The fourth of Jung’s types is the “intuitive.” This is a word that is subject to serious misunderstandings, not least because there is a sort of industry that has cropped up in recent years that purports to teach people how to use their intuition. Jung defined intuition as the propensity to understand the wholeness of a situation all at once, without analysis. It’s not “gut feeling,” which is more like the sensing function, nor is it that vague stomach-turning feeling that if I do this, someone who’s important to me might disapprove; that’s emotion.

Intuition, rather, is Jung’s version of what the ancient philosophers called the nous, another untranslatable term. To the ancient philosophers, however, it’s clear that this was the “highest” part of the human being, the direct link to the divine.
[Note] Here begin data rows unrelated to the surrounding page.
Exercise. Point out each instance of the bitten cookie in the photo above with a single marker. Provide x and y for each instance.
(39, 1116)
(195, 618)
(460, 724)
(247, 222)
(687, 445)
Unlike the “rational soul,” which must analyze things step-by-step and part-by-part, the nous grasps the whole as a whole, non-dualistically.

And this is the great error of rationalism: It ignores the importance or the meaning or even the existence of the wholeness of anything and everything. And by denying the validity of other kinds of understanding, it obstructs our wholeness as humans. A whole human being has access to all the resources of the soul and spirit, from sense-perception to emotional judgment to verbal analysis to that mysterious opening through which inexplicable insight flows. Closing off any of these ways of understanding reality is an act of self-amputation.

Saturday, July 17, 2010

Name-Calling

Are you rational? Am I? Is anyone? Have you made judgments about who or what in our society represents rationality or its opposite?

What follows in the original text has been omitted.